The BlockThe Block2024/10/25 15:11
By:Yogita Khatri

The market for tokenized Treasuries is growing and could challenge stablecoins’ dominance, JPMorgan analysts said.However, analysts noted that regulatory restrictions and liquidity concerns suggest tokenized treasuries may only partially replace stablecoins.

JPMorgan says tokenized Treasuries to challenge but not fully replace stablecoins image 0

Tokenized U.S. Treasuries are gaining traction as a yield alternative to stablecoins, but they are unlikely to fully replace stablecoins, according to JPMorgan analysts.

Over the past year, the market for tokenized Treasuries has rapidly expanded, nearing $2.4 billion. While this is still significantly smaller than the $180 billion stablecoin market, it highlights potential challenges to stablecoins' dominance but also indicates that tokenized Treasuries could only partially replace stablecoins, JPMorgan analysts, led by managing director Nikolaos Panigirtzoglou, wrote in a report on Thursday.

Major stablecoin issuers like Tether (USDT) and Circle (USDC) do not share reserve yields with their users, a practice that could not only decrease their revenues but also categorize stablecoins as securities, the analysts said. Such a classification would subject them to stringent regulatory oversight, which could limit their use as collateral in the crypto market, the analysts noted.

While stablecoin users have sought various strategies to earn yield, including lending, these methods come with risks and often require handing over control of assets, the analysts said. In contrast, tokenized Treasuries provide yield without the associated risks of complex trading or lending strategies, allowing users to maintain custody of their funds, they added.

But regulatory hurdles remain a challenge for tokenized Treasuries . Classified under securities law, these offerings are restricted to accredited investors, which limits broader market adoption, the analysts said. For instance, BlackRock's tokenized money-market fund BUIDL requires a minimum investment of $5 million, substantially narrowing the pool of investors due to compliance constraints tied to "Regulation D," they noted.

Despite these regulatory challenges, tokenized Treasuries are poised for further growth and may partly replace traditional stablecoins as collateral in areas like crypto derivative trading. A recent report that BlackRock's BUIDL could be used as collateral on various crypto exchanges highlights the potential demand for tokenized Treasuries, the analysts said.
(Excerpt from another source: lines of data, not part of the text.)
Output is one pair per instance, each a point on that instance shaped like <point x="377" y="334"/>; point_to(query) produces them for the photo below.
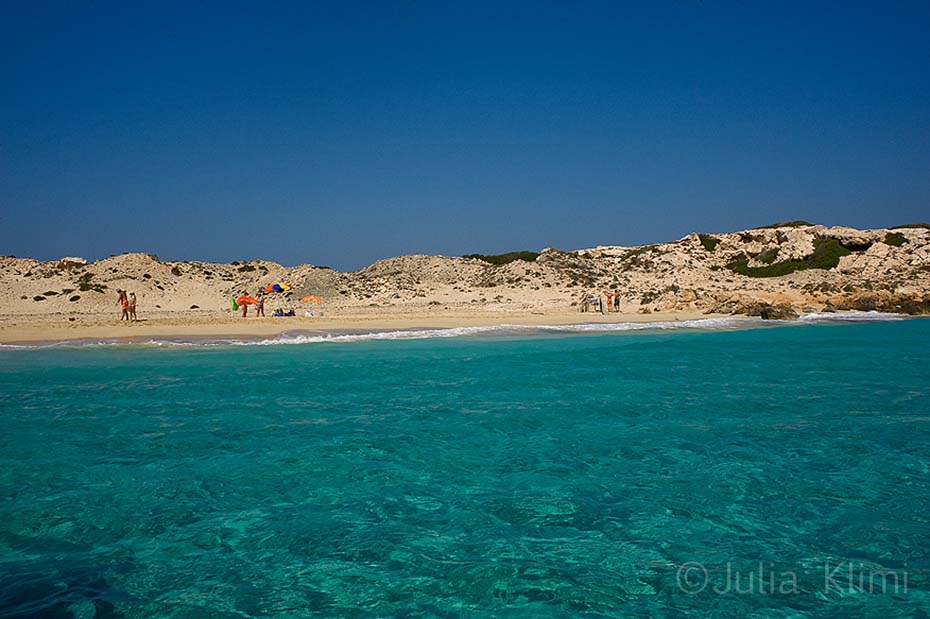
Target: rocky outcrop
<point x="775" y="273"/>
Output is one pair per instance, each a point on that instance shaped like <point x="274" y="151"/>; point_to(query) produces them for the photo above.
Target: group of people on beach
<point x="594" y="302"/>
<point x="127" y="304"/>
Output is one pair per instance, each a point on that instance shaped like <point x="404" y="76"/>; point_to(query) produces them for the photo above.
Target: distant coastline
<point x="778" y="272"/>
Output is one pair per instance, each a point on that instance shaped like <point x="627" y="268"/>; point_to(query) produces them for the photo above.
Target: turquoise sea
<point x="727" y="469"/>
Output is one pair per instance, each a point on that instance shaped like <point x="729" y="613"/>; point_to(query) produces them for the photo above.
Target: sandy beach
<point x="779" y="272"/>
<point x="58" y="328"/>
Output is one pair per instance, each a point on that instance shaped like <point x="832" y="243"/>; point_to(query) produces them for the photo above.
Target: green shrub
<point x="827" y="254"/>
<point x="800" y="223"/>
<point x="895" y="239"/>
<point x="636" y="253"/>
<point x="526" y="256"/>
<point x="768" y="256"/>
<point x="709" y="242"/>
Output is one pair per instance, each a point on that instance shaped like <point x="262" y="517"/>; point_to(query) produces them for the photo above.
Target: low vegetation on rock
<point x="827" y="254"/>
<point x="526" y="256"/>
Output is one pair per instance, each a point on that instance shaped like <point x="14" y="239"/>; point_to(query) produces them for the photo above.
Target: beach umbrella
<point x="277" y="288"/>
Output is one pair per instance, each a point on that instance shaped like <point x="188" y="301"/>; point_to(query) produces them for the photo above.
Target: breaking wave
<point x="317" y="337"/>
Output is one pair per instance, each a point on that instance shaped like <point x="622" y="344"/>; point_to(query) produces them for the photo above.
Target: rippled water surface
<point x="650" y="474"/>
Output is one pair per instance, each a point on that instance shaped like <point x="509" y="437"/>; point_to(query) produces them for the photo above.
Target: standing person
<point x="123" y="303"/>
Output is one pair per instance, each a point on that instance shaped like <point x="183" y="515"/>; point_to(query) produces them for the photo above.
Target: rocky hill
<point x="774" y="271"/>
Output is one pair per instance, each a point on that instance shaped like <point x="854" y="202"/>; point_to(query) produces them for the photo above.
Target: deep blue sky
<point x="339" y="134"/>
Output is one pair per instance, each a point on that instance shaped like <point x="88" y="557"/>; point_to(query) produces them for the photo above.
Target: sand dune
<point x="729" y="273"/>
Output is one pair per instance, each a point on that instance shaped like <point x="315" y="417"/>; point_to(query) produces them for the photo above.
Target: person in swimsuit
<point x="123" y="302"/>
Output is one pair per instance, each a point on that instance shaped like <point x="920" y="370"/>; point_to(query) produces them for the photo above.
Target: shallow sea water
<point x="646" y="474"/>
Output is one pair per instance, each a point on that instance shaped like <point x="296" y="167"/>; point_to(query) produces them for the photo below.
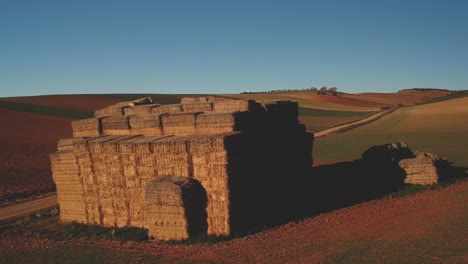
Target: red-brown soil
<point x="343" y="100"/>
<point x="26" y="140"/>
<point x="406" y="97"/>
<point x="87" y="103"/>
<point x="429" y="227"/>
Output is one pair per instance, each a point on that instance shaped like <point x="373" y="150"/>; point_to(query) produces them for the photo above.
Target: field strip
<point x="28" y="207"/>
<point x="349" y="126"/>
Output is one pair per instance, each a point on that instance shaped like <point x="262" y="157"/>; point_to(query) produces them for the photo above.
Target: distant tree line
<point x="322" y="91"/>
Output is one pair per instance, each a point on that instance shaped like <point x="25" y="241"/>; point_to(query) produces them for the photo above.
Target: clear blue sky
<point x="62" y="47"/>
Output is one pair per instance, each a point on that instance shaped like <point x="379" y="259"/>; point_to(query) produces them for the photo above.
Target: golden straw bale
<point x="197" y="107"/>
<point x="67" y="144"/>
<point x="139" y="109"/>
<point x="231" y="105"/>
<point x="202" y="99"/>
<point x="149" y="131"/>
<point x="86" y="133"/>
<point x="178" y="124"/>
<point x="198" y="99"/>
<point x="110" y="111"/>
<point x="116" y="125"/>
<point x="164" y="109"/>
<point x="175" y="208"/>
<point x="145" y="121"/>
<point x="421" y="170"/>
<point x="86" y="124"/>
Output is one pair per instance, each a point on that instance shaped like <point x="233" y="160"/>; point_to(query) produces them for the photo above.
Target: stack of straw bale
<point x="232" y="105"/>
<point x="66" y="144"/>
<point x="216" y="122"/>
<point x="66" y="175"/>
<point x="209" y="158"/>
<point x="90" y="191"/>
<point x="146" y="124"/>
<point x="179" y="124"/>
<point x="202" y="99"/>
<point x="165" y="109"/>
<point x="207" y="139"/>
<point x="171" y="156"/>
<point x="166" y="207"/>
<point x="197" y="107"/>
<point x="90" y="127"/>
<point x="139" y="109"/>
<point x="116" y="125"/>
<point x="421" y="170"/>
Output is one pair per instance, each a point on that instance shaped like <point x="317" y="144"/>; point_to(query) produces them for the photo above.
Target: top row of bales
<point x="194" y="115"/>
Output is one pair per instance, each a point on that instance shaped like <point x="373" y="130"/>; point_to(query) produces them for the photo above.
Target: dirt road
<point x="28" y="207"/>
<point x="355" y="123"/>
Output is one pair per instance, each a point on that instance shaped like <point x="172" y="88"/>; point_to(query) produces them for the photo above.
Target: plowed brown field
<point x="430" y="227"/>
<point x="26" y="140"/>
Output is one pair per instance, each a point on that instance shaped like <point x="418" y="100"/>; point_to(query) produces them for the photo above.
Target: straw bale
<point x="164" y="109"/>
<point x="197" y="107"/>
<point x="174" y="206"/>
<point x="203" y="99"/>
<point x="86" y="124"/>
<point x="139" y="109"/>
<point x="86" y="133"/>
<point x="110" y="111"/>
<point x="145" y="121"/>
<point x="67" y="144"/>
<point x="421" y="170"/>
<point x="149" y="131"/>
<point x="116" y="122"/>
<point x="232" y="105"/>
<point x="181" y="119"/>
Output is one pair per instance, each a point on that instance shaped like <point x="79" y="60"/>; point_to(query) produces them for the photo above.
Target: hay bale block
<point x="179" y="124"/>
<point x="86" y="124"/>
<point x="197" y="107"/>
<point x="202" y="99"/>
<point x="110" y="111"/>
<point x="139" y="109"/>
<point x="175" y="208"/>
<point x="136" y="102"/>
<point x="116" y="125"/>
<point x="232" y="105"/>
<point x="145" y="121"/>
<point x="420" y="170"/>
<point x="67" y="144"/>
<point x="164" y="109"/>
<point x="86" y="133"/>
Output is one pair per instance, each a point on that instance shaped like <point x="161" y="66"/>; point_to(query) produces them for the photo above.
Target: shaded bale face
<point x="176" y="208"/>
<point x="388" y="153"/>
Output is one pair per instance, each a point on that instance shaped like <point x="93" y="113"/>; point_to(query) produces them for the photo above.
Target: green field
<point x="437" y="128"/>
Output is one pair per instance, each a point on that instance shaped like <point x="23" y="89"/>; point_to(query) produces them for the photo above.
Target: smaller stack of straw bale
<point x="90" y="127"/>
<point x="421" y="170"/>
<point x="166" y="208"/>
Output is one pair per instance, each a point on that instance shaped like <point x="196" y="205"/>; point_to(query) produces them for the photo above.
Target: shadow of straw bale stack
<point x="175" y="208"/>
<point x="209" y="165"/>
Additionally, tokenized Treasuries could replace non-yield-bearing stablecoins in decentralized autonomous organization (DAO) treasuries, liquidity pools and idle cash held by crypto venture funds, the analysts said.

Over time, it's possible that tokenized Treasuries could replace most of this idle cash currently held in stablecoins. However, estimating how much idle cash there is can be difficult, and it's unlikely to be a large part of the stablecoin market, the analysts said. As a result, "tokenized treasuries would eventually replace only a fraction of the stablecoin universe (unless regulations change dramatically in the future)," according to the analysts.
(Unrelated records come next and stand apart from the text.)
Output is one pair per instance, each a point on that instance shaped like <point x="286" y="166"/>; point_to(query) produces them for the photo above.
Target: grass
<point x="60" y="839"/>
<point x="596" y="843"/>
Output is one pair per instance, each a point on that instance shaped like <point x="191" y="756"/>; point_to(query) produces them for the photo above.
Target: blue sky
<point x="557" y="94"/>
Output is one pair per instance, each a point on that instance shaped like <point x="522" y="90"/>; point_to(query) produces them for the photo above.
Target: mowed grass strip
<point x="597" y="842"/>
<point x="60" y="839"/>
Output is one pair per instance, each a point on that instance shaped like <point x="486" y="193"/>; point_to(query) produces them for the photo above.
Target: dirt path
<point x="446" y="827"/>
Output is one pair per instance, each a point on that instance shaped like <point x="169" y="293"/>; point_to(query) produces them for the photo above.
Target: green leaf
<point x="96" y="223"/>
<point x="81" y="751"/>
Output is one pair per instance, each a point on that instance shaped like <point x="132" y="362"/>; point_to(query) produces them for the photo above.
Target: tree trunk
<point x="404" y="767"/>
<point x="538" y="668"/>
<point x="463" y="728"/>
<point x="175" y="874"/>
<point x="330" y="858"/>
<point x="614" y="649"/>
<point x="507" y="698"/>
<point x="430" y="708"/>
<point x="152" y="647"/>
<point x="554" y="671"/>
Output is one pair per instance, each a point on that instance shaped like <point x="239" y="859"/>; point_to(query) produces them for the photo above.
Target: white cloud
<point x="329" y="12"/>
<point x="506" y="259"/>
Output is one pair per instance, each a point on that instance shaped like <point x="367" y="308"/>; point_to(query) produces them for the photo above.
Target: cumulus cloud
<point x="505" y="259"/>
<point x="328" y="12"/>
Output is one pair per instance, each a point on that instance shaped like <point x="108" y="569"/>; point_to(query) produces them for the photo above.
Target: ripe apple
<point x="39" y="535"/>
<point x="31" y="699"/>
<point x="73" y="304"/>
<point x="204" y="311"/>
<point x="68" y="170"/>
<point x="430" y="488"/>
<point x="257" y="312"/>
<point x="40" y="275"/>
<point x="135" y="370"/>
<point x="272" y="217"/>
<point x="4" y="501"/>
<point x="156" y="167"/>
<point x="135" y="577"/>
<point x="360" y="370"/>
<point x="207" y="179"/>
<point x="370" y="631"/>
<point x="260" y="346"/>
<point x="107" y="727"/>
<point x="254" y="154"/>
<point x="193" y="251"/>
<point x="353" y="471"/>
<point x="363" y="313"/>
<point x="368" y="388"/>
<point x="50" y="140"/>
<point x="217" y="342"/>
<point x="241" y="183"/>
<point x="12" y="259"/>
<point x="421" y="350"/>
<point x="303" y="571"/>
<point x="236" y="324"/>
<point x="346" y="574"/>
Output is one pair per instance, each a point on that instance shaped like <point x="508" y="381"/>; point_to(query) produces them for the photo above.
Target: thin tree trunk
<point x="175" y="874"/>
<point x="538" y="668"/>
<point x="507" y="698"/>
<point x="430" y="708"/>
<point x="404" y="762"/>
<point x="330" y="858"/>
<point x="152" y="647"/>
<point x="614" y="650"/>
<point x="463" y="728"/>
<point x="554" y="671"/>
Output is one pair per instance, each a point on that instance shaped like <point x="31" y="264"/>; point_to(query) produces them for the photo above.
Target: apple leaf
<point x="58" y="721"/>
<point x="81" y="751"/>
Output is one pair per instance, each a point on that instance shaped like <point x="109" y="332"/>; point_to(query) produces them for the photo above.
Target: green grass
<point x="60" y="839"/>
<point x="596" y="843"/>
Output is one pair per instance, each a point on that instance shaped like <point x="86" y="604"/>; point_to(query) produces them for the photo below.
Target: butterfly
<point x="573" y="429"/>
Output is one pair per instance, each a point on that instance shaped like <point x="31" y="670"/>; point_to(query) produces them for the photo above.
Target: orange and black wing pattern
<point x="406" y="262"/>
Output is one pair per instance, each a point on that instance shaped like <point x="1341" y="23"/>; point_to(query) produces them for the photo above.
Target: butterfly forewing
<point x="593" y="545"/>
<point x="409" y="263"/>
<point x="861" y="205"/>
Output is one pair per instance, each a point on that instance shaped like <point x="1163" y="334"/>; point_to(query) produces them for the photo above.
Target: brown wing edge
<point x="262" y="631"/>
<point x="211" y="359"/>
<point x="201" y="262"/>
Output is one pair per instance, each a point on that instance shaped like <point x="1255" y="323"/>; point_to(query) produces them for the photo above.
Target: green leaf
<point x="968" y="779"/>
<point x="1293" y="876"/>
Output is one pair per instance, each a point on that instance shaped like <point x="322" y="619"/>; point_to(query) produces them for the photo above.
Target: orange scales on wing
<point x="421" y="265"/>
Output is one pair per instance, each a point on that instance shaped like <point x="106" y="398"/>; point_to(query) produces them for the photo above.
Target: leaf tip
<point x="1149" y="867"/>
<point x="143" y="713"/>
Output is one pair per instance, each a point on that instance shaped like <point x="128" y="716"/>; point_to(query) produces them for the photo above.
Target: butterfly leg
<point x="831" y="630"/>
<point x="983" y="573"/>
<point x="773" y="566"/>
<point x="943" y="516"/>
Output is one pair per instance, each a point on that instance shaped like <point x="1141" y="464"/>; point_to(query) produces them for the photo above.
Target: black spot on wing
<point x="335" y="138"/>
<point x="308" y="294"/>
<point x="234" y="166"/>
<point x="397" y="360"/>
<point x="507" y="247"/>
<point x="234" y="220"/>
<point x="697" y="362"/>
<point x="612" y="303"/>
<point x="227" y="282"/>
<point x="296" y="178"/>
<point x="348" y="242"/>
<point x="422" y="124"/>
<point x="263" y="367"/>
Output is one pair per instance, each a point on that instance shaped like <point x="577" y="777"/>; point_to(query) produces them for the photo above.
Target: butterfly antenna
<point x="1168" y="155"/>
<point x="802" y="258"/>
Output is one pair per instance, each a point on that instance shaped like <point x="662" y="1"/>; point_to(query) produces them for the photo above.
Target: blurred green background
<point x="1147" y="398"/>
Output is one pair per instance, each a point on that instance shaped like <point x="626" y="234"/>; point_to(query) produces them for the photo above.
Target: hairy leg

Currently, stablecoins have a significant advantage in terms of liquidity. With their market cap nearing $180 billion, stablecoins facilitate low transaction costs even for large trades, enabling seamless trading. Conversely, tokenized Treasuries, still in their nascent stage, have lower liquidity, the analysts said.
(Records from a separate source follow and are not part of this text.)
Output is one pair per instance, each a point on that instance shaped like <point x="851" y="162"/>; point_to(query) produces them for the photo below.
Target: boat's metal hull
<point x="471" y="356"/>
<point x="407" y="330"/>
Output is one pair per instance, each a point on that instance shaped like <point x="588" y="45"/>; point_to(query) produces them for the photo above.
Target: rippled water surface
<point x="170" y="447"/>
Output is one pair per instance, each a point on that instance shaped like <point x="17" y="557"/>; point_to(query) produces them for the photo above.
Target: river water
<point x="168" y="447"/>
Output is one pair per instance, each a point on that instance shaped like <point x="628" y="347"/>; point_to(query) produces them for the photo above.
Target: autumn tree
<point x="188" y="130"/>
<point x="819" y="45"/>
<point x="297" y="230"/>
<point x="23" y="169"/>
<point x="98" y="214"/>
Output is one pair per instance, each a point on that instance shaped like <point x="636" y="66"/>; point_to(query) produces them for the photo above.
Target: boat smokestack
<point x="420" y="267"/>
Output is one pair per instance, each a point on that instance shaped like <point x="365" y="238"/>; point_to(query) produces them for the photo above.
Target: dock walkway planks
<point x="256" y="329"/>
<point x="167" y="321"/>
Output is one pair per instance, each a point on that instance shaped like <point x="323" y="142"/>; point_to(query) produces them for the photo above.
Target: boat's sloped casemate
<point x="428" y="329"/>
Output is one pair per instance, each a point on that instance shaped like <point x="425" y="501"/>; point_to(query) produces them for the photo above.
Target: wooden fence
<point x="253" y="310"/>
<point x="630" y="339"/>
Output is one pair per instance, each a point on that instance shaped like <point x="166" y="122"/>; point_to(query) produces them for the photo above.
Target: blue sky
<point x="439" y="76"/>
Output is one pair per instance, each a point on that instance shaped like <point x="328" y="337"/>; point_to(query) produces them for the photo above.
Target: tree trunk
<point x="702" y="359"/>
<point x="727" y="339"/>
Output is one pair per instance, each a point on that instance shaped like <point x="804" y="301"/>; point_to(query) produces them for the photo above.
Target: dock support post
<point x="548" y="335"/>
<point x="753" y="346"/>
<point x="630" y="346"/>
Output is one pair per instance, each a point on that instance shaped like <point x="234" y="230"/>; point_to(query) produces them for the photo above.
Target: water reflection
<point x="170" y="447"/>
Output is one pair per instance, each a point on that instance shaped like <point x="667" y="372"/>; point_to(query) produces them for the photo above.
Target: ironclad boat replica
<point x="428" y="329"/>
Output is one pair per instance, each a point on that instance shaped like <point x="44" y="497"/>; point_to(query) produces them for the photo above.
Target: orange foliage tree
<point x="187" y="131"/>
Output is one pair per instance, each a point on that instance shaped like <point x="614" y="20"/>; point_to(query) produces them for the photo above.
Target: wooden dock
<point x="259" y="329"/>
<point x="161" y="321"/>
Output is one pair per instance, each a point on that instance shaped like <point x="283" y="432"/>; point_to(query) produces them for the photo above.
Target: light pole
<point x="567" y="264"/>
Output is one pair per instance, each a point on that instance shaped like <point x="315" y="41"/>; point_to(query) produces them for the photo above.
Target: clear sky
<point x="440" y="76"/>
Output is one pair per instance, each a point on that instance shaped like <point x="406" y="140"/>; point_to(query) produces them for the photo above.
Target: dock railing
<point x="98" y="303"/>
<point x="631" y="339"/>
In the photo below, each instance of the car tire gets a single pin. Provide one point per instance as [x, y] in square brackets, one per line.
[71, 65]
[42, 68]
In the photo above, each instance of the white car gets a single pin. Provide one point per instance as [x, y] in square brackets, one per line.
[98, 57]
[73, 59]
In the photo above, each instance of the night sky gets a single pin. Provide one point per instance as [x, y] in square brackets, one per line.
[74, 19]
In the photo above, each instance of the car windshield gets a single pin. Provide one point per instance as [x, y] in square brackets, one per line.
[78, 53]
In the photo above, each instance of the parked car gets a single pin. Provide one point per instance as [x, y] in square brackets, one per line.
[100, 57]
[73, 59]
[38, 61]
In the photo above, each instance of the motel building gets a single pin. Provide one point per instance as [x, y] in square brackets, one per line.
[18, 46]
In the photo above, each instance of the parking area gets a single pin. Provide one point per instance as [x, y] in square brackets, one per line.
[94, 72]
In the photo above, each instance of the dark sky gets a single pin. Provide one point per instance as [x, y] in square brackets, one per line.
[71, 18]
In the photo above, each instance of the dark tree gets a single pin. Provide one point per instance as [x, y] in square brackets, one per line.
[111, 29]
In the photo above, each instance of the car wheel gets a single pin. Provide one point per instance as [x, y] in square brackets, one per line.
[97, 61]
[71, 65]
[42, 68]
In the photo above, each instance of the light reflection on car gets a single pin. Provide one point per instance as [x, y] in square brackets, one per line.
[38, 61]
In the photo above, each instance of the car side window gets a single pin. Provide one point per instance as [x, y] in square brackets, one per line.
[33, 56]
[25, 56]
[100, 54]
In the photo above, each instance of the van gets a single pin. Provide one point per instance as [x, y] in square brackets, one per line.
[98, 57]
"This liquidity disadvantage could potentially be lessened over time as tokenized treasuries gain further traction in the future. But, as mentioned above, a full replacement of stablecoins seems unlikely given tokenized treasuries’ regulatory disadvantage (ie by being classified as securities tokenized treasuries are subjected to more restrictions that stablecoins, thus hindering their seamless use as a source of collateral in the crypto ecosystem)," the analysts concluded.